What Could I Expect During My Career as a Medical Receptionist?
Medical receptionists manage the flow of information in doctors' offices and other health care facilities. They set up appointments, organize paperwork and distribute information via mail, telephone and e-mail. Medical receptionists use desktop publishing programs and digital graphics to make spreadsheets, manage data and create documents on computers. As a medical receptionist, you are responsible for communicating with vendors, inspecting leased supplies, organizing stockrooms and training new employees.
What Is My Occupational Outlook?
The outlook for medical receptionists is favorable, and according to the U.S. Bureau of Labor Statistics, employment of receptionists will grow by nine percent between 2008 and 2018 (www.bls.gov).
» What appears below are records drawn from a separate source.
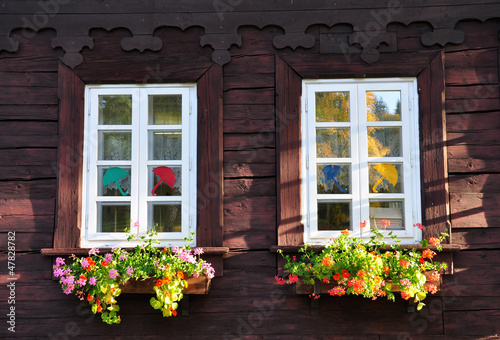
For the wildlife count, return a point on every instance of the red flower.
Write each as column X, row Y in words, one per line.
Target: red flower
column 433, row 241
column 428, row 254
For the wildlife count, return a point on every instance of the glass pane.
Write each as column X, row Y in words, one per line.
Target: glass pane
column 383, row 105
column 332, row 106
column 113, row 217
column 115, row 110
column 115, row 145
column 165, row 145
column 114, row 181
column 333, row 143
column 384, row 142
column 334, row 179
column 385, row 178
column 167, row 217
column 334, row 215
column 391, row 211
column 165, row 109
column 165, row 181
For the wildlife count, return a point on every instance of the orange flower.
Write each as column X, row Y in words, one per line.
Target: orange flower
column 433, row 241
column 326, row 261
column 428, row 254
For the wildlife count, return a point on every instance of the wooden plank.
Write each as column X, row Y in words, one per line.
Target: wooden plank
column 249, row 187
column 249, row 96
column 20, row 112
column 479, row 183
column 473, row 165
column 474, row 210
column 434, row 163
column 482, row 238
column 237, row 112
column 210, row 176
column 69, row 159
column 288, row 157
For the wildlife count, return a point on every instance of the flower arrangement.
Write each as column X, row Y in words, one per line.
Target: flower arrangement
column 369, row 268
column 98, row 277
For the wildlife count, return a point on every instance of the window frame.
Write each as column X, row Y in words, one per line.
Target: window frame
column 139, row 163
column 426, row 66
column 359, row 193
column 71, row 88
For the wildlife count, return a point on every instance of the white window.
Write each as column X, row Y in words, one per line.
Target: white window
column 360, row 147
column 139, row 163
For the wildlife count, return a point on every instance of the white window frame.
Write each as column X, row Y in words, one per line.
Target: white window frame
column 140, row 196
column 359, row 159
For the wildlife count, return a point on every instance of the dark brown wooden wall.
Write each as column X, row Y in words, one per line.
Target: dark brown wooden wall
column 246, row 303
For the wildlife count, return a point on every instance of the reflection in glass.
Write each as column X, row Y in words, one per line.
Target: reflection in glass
column 167, row 217
column 165, row 109
column 115, row 145
column 383, row 106
column 163, row 189
column 113, row 217
column 115, row 110
column 335, row 215
column 387, row 210
column 115, row 183
column 333, row 143
column 332, row 106
column 384, row 142
column 167, row 145
column 385, row 178
column 333, row 178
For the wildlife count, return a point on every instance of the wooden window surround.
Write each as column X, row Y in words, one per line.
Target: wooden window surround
column 208, row 77
column 428, row 68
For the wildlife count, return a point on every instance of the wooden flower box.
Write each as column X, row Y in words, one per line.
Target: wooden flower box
column 323, row 288
column 196, row 285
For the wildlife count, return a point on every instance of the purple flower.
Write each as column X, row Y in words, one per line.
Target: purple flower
column 59, row 261
column 58, row 272
column 113, row 273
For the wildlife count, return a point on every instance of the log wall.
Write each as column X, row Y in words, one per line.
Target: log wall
column 246, row 303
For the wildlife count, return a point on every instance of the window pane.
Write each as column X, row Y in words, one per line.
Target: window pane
column 384, row 142
column 167, row 217
column 115, row 145
column 165, row 181
column 334, row 179
column 334, row 215
column 333, row 143
column 391, row 211
column 332, row 107
column 385, row 178
column 115, row 110
column 114, row 181
column 113, row 217
column 383, row 105
column 165, row 109
column 165, row 145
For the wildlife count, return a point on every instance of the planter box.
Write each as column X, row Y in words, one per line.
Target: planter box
column 323, row 288
column 196, row 285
Physicians' offices employed just under half of all receptionists in 2008. Advances in technology will not slow the growth of the medical receptionist industry, because workers are still needed to interact with staff, plan meetings, and handle other duties that can't be accomplished using technology alone. BLS salary data showed that the middle half of receptionists earned between $20,540 and $30,480 per year in 2009.
What Educational Requirements Should I Meet?
Monster.com showed in April 2011 that professional experience and computer proficiency are important to prospective employers. Many high school vocational programs offer courses that teach typing and office skills, as do most community colleges. Medical receptionists usually require specialized training to learn the language in their industry, so a course in medical terminology may be helpful. Diploma programs may also be available for prospective medical receptionists in vocational schools. Additionally, the increased use of electronic health records has added to the need for strong technological skills. A strong sense of confidentiality is also important, since privacy laws surrounding medical records have increased.